Hot Rock Shrimp Dip

Rock shrimp looked fresh at the seafood shop, so I adapted a recipe originally written for crawfish. It was a Cajun recipe, and so it called for chopped bell pepper which I rarely use, but it is essential for this Cajun flavoring. This recipe is fantastic and a real crowd pleaser, so here’s how it goes:


  • 1/2 cup butter
  • 1 cup diced white or yellow onion
  • 1 cup diced celery (leaves and stalks)
  • 1 bunch green onions, sliced (about 1 cup)
  • 1 small green bell pepper, diced
  • 2 garlic cloves, minced
  • 1 (4-oz.) jar diced pimiento, drained
  • 2 teaspoons Creole seasoning (or more, to taste)
  • 1 teaspoon Old Bay seasoning (or more, to taste)
  • 1/8 teaspoon cayenne pepper
  • 2 tablespoons flour
  • 1 pound of rock shrimp, crawfish tails or diced shrimp (uncooked)
  • 1 (8-oz.) package cream cheese, softened
  • French bread baguette slices or scoop chips
  • Garnishes: sliced green onion, chopped flat-leaf parsley


Melt butter in a Dutch oven over medium heat; add onion, celery, green onions and bell pepper. Cook over medium heat, stirring occasionally, about 5 minutes or until bell pepper is tender, adding garlic in the last 2 minutes of cooking.

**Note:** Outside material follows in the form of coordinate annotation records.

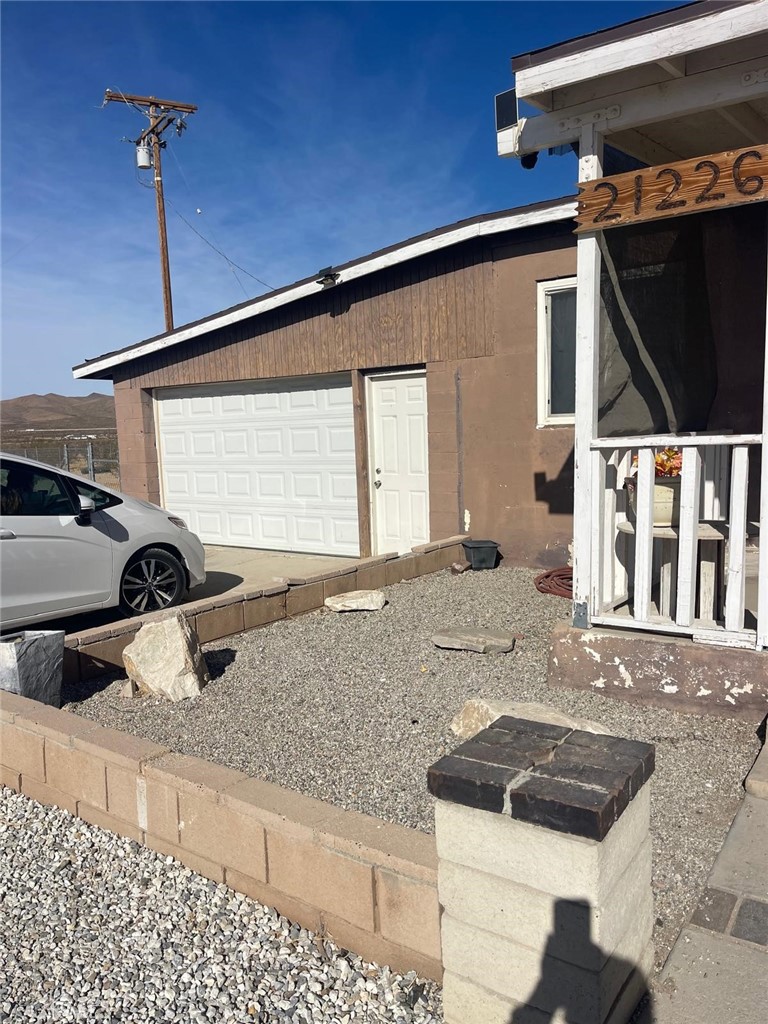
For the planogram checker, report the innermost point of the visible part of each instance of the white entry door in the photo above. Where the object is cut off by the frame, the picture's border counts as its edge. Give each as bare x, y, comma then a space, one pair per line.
398, 468
262, 464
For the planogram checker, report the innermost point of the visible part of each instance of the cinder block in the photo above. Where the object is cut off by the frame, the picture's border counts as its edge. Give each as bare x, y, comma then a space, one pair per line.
396, 848
122, 797
294, 909
409, 912
376, 948
193, 774
117, 748
44, 720
427, 562
339, 585
372, 577
22, 752
77, 773
71, 666
220, 835
279, 808
48, 795
527, 915
263, 609
104, 655
10, 778
322, 878
465, 1001
218, 623
567, 866
108, 821
157, 808
400, 568
306, 598
449, 554
532, 976
200, 864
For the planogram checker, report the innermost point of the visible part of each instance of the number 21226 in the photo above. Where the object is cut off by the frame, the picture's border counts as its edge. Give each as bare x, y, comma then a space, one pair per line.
688, 186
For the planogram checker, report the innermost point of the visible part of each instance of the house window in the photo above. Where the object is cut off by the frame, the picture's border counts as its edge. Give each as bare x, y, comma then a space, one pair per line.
556, 330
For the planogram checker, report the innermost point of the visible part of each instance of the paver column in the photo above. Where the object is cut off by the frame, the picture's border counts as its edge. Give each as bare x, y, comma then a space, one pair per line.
544, 849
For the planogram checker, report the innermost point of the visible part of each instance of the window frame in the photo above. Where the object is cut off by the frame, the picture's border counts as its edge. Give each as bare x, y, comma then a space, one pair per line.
544, 359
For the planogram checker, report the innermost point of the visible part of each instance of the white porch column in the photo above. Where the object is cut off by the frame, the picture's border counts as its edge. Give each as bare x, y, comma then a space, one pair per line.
762, 641
586, 523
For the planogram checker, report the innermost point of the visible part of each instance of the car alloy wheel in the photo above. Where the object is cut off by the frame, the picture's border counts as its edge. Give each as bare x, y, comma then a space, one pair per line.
153, 581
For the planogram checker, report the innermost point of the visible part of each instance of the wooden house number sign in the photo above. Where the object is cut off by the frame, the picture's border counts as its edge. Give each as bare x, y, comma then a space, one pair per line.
669, 190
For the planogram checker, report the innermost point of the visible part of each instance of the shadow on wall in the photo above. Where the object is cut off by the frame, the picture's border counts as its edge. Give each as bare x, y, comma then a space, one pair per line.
580, 979
558, 492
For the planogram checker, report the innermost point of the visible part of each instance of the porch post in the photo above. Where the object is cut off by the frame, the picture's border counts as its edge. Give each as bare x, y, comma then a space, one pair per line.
762, 639
587, 354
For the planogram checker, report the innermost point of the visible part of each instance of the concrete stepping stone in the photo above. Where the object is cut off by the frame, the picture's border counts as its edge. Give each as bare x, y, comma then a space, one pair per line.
357, 600
476, 639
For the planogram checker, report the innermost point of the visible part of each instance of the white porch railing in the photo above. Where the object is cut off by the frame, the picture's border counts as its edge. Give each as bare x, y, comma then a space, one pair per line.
687, 578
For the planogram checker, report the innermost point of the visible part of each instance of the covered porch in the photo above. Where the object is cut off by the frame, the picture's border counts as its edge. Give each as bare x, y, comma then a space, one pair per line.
669, 124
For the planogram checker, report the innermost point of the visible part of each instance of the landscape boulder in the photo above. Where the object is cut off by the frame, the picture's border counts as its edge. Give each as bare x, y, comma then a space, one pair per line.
481, 641
357, 600
478, 713
165, 658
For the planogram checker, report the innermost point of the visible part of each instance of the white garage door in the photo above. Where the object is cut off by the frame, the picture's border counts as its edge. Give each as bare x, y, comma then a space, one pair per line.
262, 464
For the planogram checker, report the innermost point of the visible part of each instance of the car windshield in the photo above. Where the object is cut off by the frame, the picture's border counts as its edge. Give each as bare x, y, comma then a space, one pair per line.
29, 491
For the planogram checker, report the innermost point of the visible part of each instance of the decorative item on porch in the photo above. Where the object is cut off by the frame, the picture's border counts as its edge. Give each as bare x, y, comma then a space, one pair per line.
669, 465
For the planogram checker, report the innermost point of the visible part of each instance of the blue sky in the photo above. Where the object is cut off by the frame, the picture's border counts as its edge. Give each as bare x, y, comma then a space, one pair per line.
325, 131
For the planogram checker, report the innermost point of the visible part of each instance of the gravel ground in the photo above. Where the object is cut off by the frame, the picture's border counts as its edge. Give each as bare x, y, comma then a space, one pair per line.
98, 929
353, 708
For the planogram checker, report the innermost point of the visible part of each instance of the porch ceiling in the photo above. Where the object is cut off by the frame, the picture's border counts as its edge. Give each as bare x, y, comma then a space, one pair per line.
669, 92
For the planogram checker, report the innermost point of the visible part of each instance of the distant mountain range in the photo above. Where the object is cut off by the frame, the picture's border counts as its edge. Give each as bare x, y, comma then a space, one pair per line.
57, 412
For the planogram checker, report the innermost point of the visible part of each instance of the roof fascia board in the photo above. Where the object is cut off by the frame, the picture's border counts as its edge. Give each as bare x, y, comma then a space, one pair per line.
662, 44
651, 103
507, 223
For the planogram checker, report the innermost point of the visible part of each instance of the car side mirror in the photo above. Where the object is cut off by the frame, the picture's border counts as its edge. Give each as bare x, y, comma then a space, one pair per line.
87, 508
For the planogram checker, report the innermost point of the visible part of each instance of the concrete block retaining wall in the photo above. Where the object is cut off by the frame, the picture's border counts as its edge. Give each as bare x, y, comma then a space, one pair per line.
369, 885
91, 652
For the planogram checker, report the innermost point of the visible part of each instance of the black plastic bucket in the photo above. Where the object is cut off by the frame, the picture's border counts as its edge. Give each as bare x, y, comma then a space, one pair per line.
481, 554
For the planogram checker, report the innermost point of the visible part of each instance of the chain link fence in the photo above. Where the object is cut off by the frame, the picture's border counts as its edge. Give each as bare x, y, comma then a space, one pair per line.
96, 460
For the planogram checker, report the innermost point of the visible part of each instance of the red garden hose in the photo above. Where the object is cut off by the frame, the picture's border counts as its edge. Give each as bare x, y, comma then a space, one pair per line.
556, 582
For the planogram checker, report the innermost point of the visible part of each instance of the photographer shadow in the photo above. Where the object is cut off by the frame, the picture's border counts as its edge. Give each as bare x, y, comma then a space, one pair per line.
580, 984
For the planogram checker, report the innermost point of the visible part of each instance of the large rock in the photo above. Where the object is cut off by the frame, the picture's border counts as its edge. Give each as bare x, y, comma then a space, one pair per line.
357, 600
479, 640
166, 659
479, 713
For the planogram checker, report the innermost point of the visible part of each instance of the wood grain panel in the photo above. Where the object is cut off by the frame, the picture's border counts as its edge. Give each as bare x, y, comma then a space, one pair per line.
433, 308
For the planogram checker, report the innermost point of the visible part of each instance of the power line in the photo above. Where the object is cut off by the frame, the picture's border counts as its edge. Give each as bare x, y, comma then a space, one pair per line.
215, 249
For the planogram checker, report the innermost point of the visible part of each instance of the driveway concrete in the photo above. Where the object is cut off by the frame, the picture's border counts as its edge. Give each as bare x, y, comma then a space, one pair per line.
230, 570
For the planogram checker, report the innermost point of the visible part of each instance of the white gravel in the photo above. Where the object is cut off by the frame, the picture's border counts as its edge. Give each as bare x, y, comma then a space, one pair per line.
97, 929
354, 708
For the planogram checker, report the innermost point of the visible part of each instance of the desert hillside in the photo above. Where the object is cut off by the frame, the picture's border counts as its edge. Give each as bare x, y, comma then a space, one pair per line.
57, 412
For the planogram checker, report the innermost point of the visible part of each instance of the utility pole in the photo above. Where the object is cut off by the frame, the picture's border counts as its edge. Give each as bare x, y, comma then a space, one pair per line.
162, 114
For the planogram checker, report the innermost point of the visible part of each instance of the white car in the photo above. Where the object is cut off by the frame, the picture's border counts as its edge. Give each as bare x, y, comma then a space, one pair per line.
69, 546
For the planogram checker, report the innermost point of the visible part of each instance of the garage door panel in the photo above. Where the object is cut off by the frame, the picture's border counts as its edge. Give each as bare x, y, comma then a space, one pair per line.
282, 470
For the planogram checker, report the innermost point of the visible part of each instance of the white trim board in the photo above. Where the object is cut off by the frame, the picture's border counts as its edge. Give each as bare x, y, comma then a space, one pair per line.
508, 222
635, 108
662, 44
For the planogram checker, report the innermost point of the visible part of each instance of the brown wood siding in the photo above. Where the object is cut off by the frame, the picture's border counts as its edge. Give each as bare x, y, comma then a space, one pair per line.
429, 309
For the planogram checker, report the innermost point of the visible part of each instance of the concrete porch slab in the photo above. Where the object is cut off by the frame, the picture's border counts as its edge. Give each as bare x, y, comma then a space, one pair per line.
232, 570
666, 671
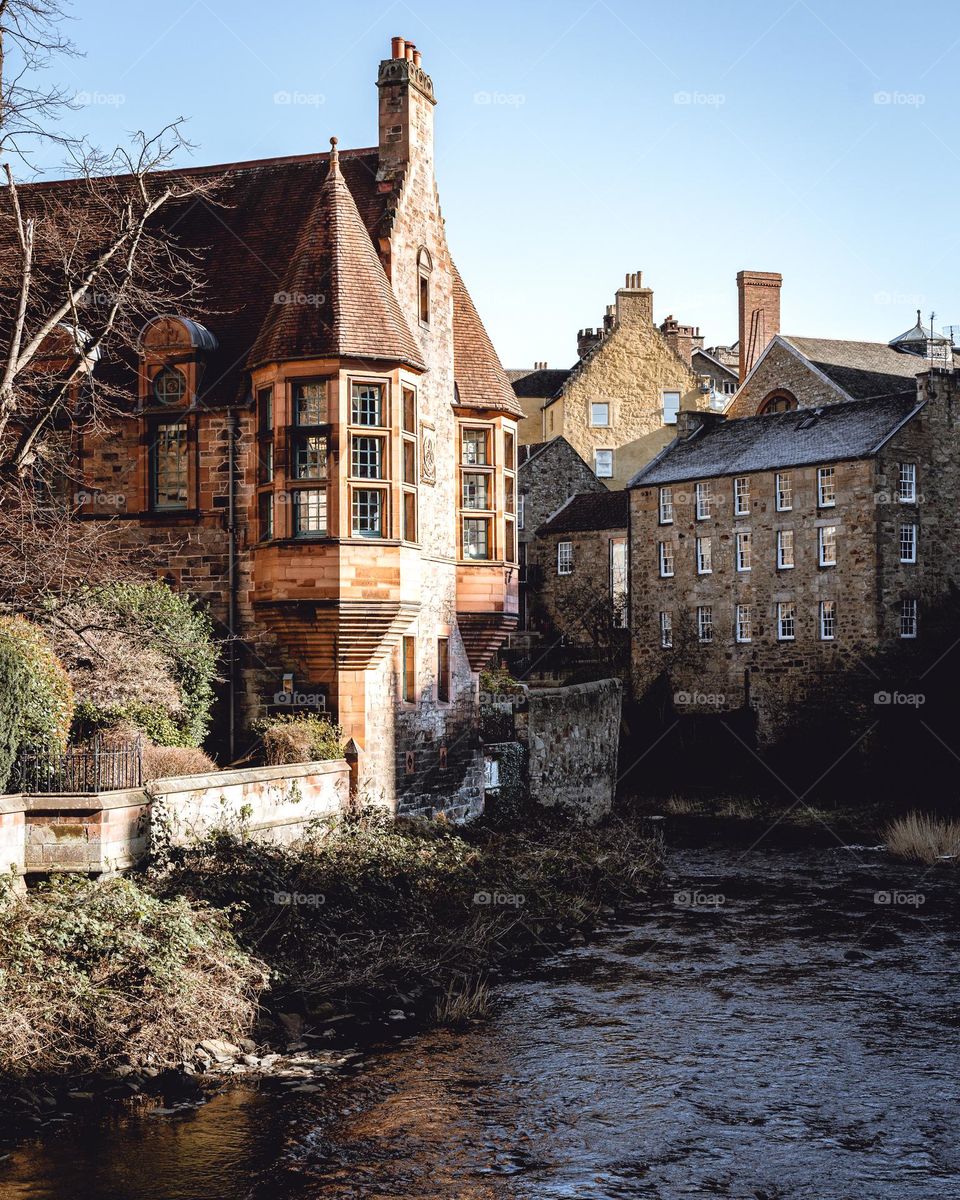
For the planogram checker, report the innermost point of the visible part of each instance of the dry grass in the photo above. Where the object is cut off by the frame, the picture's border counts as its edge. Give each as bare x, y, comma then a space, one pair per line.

Add pimento and seasonings, stirring to warm through. Add flour and stir well to incorporate, 

Stir in crawfish and raise the heat to medium-high; cook, stirring occasionally, about 5 minutes. Reduce heat to low and stir in cream cheese until mixture is smooth and bubbly. Garnish, and serve with toasted French bread slices or scoop shaped chips.

Chef’s Notes

Be careful with creole seasoning – it can be salty. Zataran’s is more red-pepper forward and not too salty, but with some other Cajun spice mixes, by the time you develop enough Creole flavor then it gets too salty.